True naan requires a super-hot tandoor oven. But you can make a decent approximation using your normal oven broiler. Our garlic butter topping takes it to the next level.
Slightly warm the milk (don't boil) and mix with yeast and sugar in a large bowl. Sift in the flour gradually, stirring as you go. As the dough gets thick, add a little bit of warm water to keep it at a soft and sticky consistency. Set the dough aside in a warm location and let it rise for at least 20 minutes.
Thoroughly oil a baking sheet. When the dough has risen, punch it down and separate into balls approximately 1 cup each. Put these on the oiled baking sheet, with ample space between them. Set this aside to rise for another 20 minutes or so.
Preheat the oven/broiler to the highest possible temperature. If your broiler is in the regular oven compartment, raise the rack to the highest level, right next to the flames.
Each ball of dough is going to become one piece of naan. To do that, first oil a second baking sheet. Sprinkle flour on one of the dough balls so that you can handle it without it sticking to you too much. Flatten it into a thin layer on the second baking sheet. Using your hands, scoop a wet blob (approximately 1 tbsp) of pickled diced garlic onto the dough, and carefully spread it across the whole surface. If there is plenty of liquid mixed into the garlic, it will spread out easily.

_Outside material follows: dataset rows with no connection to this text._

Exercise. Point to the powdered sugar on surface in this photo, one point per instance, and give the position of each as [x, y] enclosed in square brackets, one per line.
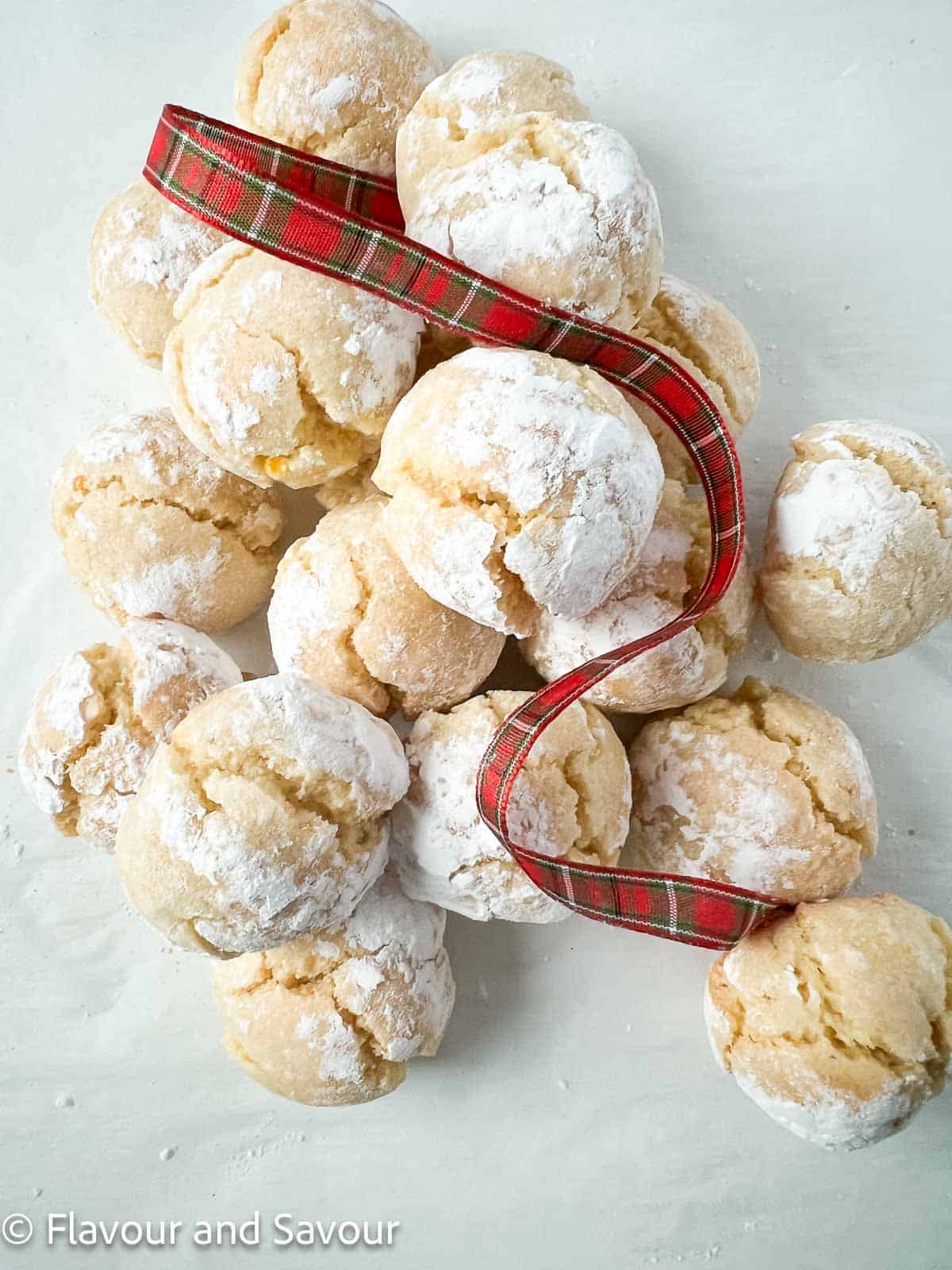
[164, 652]
[584, 483]
[847, 514]
[571, 221]
[831, 1118]
[164, 586]
[56, 728]
[748, 835]
[438, 836]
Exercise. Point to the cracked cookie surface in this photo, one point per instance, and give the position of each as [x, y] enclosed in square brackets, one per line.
[97, 721]
[143, 252]
[858, 554]
[282, 375]
[262, 818]
[715, 348]
[333, 1018]
[152, 529]
[347, 614]
[837, 1019]
[459, 116]
[520, 483]
[765, 791]
[560, 210]
[336, 78]
[668, 573]
[571, 800]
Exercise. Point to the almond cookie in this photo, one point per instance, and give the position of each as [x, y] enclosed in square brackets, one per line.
[336, 78]
[332, 1019]
[279, 374]
[347, 614]
[715, 348]
[763, 791]
[570, 800]
[837, 1019]
[858, 554]
[520, 483]
[152, 529]
[670, 571]
[461, 114]
[262, 818]
[560, 210]
[143, 252]
[97, 721]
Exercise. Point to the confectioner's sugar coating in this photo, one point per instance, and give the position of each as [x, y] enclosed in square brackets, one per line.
[152, 529]
[715, 348]
[346, 613]
[520, 483]
[143, 252]
[837, 1019]
[858, 554]
[763, 791]
[672, 567]
[460, 114]
[436, 346]
[560, 210]
[262, 818]
[570, 800]
[333, 1018]
[336, 78]
[97, 719]
[279, 374]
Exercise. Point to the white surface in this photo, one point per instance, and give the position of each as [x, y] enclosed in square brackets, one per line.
[803, 173]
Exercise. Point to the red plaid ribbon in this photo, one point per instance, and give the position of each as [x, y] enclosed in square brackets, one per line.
[347, 224]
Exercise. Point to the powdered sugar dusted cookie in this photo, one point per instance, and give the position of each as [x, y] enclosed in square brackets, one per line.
[763, 789]
[143, 252]
[715, 348]
[520, 483]
[97, 721]
[282, 375]
[262, 818]
[670, 568]
[461, 114]
[347, 614]
[835, 1019]
[570, 800]
[152, 529]
[336, 78]
[558, 209]
[333, 1018]
[858, 556]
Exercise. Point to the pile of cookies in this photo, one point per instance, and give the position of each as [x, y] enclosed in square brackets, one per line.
[474, 497]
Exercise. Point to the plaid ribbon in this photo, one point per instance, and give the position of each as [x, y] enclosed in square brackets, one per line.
[347, 224]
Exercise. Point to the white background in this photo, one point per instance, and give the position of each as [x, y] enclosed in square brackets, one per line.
[803, 167]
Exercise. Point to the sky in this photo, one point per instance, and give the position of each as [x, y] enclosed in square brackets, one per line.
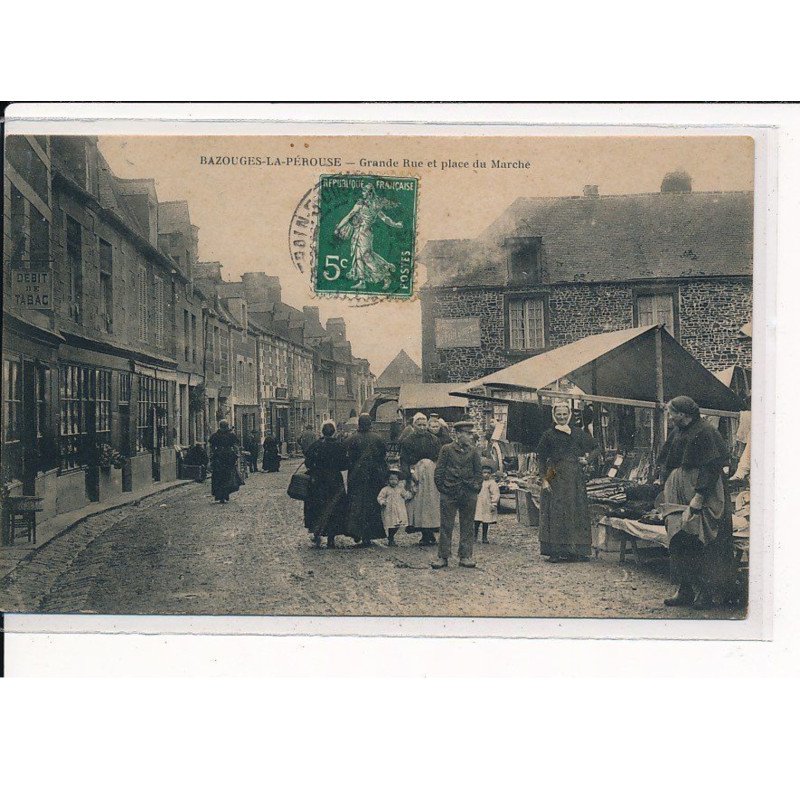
[244, 212]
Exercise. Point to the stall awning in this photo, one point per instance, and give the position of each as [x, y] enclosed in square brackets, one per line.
[620, 364]
[430, 395]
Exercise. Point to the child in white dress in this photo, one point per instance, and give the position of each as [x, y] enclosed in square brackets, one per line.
[488, 500]
[392, 500]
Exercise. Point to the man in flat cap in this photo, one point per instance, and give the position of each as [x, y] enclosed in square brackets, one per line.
[458, 478]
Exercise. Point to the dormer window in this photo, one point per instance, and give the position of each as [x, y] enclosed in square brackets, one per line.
[524, 259]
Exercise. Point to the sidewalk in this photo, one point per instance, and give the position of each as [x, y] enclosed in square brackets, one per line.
[13, 555]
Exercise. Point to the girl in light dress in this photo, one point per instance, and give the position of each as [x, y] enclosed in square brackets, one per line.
[392, 500]
[488, 500]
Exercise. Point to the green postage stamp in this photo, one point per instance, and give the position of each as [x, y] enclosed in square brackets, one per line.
[366, 235]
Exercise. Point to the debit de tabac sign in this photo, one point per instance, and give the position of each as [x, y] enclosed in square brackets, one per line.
[31, 289]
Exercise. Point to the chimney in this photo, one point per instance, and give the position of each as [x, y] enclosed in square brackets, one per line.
[336, 328]
[676, 182]
[209, 271]
[260, 287]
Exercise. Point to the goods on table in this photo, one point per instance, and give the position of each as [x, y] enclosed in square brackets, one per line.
[606, 490]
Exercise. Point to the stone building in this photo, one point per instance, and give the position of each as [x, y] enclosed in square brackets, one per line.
[401, 369]
[99, 374]
[119, 345]
[552, 270]
[178, 238]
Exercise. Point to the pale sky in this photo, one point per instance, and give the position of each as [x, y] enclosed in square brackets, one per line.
[244, 212]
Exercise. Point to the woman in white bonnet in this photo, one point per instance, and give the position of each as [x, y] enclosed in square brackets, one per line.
[419, 452]
[564, 531]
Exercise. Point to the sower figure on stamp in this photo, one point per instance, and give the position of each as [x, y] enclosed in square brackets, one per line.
[366, 266]
[697, 508]
[458, 478]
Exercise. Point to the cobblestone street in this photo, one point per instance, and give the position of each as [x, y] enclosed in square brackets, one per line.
[180, 553]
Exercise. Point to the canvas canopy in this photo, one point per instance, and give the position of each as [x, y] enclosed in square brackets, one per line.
[619, 364]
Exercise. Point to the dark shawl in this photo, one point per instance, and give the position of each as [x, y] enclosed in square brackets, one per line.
[325, 509]
[366, 455]
[555, 446]
[415, 447]
[698, 446]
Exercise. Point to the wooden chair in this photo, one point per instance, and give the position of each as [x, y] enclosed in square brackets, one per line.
[21, 517]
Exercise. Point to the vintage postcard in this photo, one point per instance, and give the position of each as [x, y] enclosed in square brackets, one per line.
[426, 374]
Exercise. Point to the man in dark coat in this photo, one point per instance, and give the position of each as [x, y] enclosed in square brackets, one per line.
[458, 478]
[271, 461]
[325, 508]
[251, 443]
[307, 438]
[697, 507]
[367, 474]
[224, 458]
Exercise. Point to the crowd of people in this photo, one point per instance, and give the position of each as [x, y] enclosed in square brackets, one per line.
[434, 476]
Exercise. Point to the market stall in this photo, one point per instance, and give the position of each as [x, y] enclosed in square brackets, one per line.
[620, 383]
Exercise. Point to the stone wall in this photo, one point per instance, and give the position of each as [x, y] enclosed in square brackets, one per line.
[580, 310]
[711, 313]
[463, 363]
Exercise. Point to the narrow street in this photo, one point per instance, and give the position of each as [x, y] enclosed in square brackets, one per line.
[179, 553]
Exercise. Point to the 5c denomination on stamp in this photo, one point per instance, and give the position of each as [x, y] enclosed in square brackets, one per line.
[366, 235]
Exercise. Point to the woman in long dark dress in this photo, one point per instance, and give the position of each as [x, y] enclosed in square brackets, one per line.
[271, 461]
[565, 532]
[224, 458]
[691, 467]
[325, 508]
[367, 474]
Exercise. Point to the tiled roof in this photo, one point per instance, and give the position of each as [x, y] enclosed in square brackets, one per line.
[401, 369]
[173, 216]
[611, 237]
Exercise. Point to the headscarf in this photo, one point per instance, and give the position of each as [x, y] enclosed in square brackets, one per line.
[685, 405]
[327, 422]
[364, 423]
[564, 428]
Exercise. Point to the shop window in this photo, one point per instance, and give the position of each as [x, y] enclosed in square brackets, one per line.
[142, 293]
[159, 311]
[12, 401]
[85, 400]
[526, 328]
[124, 388]
[151, 424]
[106, 286]
[18, 230]
[40, 241]
[75, 266]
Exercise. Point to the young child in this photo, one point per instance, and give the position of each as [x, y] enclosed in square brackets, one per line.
[392, 500]
[488, 499]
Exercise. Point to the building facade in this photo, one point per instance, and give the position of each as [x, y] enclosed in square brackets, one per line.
[550, 271]
[120, 347]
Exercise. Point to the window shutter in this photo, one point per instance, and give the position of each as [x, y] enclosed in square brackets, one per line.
[516, 325]
[534, 325]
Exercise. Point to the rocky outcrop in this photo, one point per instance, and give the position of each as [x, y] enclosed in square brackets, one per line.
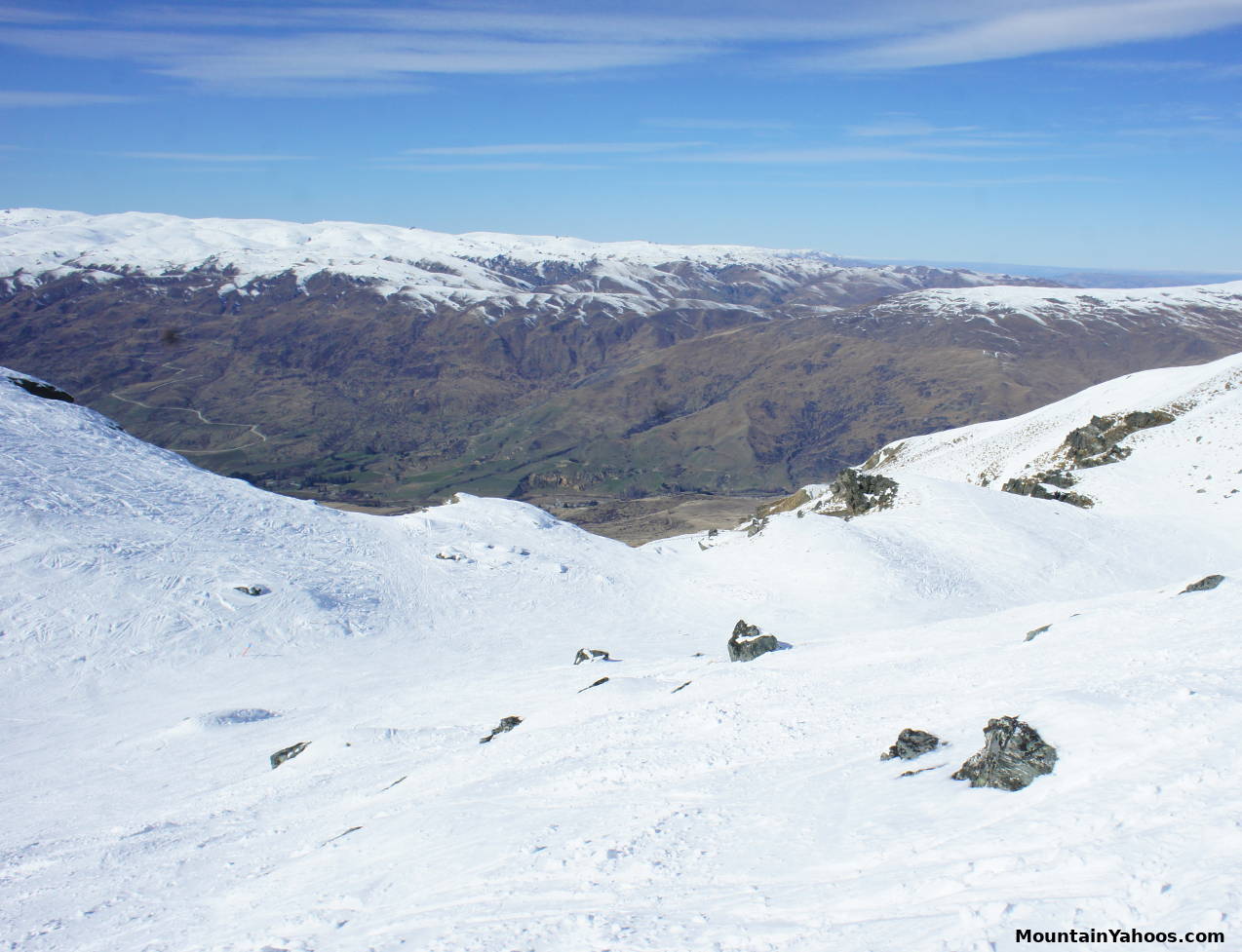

Now, put this baking sheet in the oven under the broiler. Watch it carefully. After a minute or two the surface will become golden brown, and within ten second or so it will start to burn. Before it does, take it out and flip it over. Put it back in for another minute or two until the other side is also golden brown. Remove from the oven.
Now, melt the butter in a glass and use a brush to thinly apply it to the whole surface of the naan, on the same side as the garlic. While the butter is still melted, sprinkle a small amount of salt on.
Repeat this procedure for each piece of naan.
Each fresh and hot; it unfortunately doesn't keep very well as leftovers, although microwaving a refrigerated piece for ten seconds will restore its softness temporarily.